On the very day last week that Gary Gilmore had originally hoped to be executed by a Utah firing squad (TIME, Nov. 22), he was visited by Nicole Barrett, 20, the divorcee who broke off with him just before he committed two murders. The couple kissed and embraced during their prison meeting. But they were not left alone, and she had been closely searched. After the meeting, Nicole announced they were engaged, but when reporters asked about the wedding date, she said, "It doesn't matter." The next morning in his cell and her home, each swallowed overdoses of Seconal sleeping pills.

Practice Slash. Discovered a short time later (he by a guard, she by a neighbor), they were rushed to different hospitals. He had apparently taken only some ten to 20 pills and was soon back in prison. She had taken more Seconal, plus a second bottle of Dalmane sleeping pills, and was in a critical coma for several days. Prison officials had had reason to suspect a possible suicide pact. Gilmore, who dabbles in poetry as well as drawing, had written Nicole from his cell: "Hang myself? ... I may do that." She had written him that she had practiced suicide by slashing one wrist. "What a wonderful feeling," she said in a letter that officials at the prison read.
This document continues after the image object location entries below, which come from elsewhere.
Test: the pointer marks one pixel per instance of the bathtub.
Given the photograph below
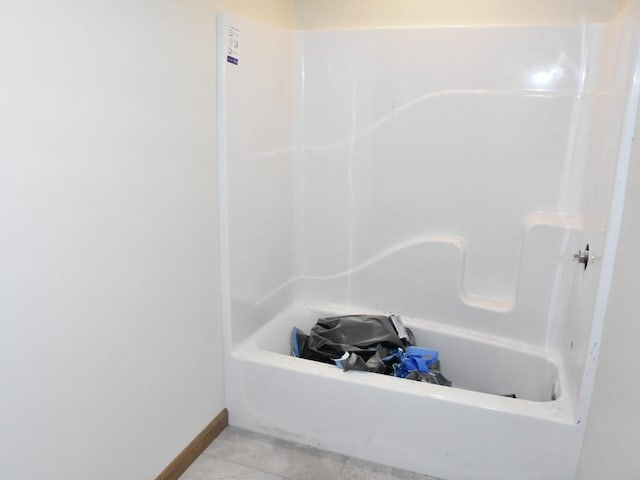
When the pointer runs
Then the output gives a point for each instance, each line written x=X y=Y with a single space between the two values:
x=449 y=175
x=467 y=432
Extra precautions were taken as a result, and authorities still do not know how the pills were slipped to the condemned man.

For Gilmore, the suicide bid may have taken him still further from his desired death—a desire that some psychologists now believe may have motivated his apparently random killings. A pardon-board hearing of his case was delayed last week until December so that he can recover. To head off another suicide try—so that the state may execute him at the legally chosen time—Gilmore will now be held in the infirmary in "as close to solitary confinement as this prison has had in years," said Warden Samuel Smith. Meantime Gilmore has little to do except mull over the book and movie offers that are pouring in.
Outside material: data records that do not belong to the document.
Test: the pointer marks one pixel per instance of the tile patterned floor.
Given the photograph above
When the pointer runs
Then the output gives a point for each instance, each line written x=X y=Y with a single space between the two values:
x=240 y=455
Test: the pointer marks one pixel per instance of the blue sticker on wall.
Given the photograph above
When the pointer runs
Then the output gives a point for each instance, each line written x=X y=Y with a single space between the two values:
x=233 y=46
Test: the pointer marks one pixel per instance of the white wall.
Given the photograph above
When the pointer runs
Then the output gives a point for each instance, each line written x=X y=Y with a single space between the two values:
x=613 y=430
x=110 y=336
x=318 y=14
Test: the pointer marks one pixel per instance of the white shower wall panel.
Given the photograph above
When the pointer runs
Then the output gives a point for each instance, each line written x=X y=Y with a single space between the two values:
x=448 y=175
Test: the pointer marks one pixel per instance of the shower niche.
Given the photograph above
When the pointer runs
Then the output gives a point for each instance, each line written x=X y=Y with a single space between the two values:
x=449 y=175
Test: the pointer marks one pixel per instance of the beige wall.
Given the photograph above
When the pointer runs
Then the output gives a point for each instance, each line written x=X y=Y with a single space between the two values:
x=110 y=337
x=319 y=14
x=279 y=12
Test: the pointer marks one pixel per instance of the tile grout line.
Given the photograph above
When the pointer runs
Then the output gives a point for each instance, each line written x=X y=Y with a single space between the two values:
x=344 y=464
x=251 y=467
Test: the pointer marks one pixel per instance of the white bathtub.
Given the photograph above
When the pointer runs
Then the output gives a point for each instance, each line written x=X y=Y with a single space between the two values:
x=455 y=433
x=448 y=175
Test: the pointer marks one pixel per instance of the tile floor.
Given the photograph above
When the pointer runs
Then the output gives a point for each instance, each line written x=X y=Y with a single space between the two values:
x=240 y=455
The delays in Gilmore's case may transfer to Robert Excel White the lugubrious distinction of becoming the first person executed in the U.S. in nearly a decade. Recently convicted of a triple murder during a shooting spree in Texas, he requested and got an early execution date: Dec. 10. He too wants to die, and because the Texas capital-punishment statute was one of three specifically upheld by the U.S. Supreme Court last July, there are few court maneuvers open to any legal opponents of the death penalty. White may pursue his execution even more splashily than Gilmore. He declares that he wants it to take place quickly in the electric chair as "my way of expressing my gratitude for the way justice is being preserved."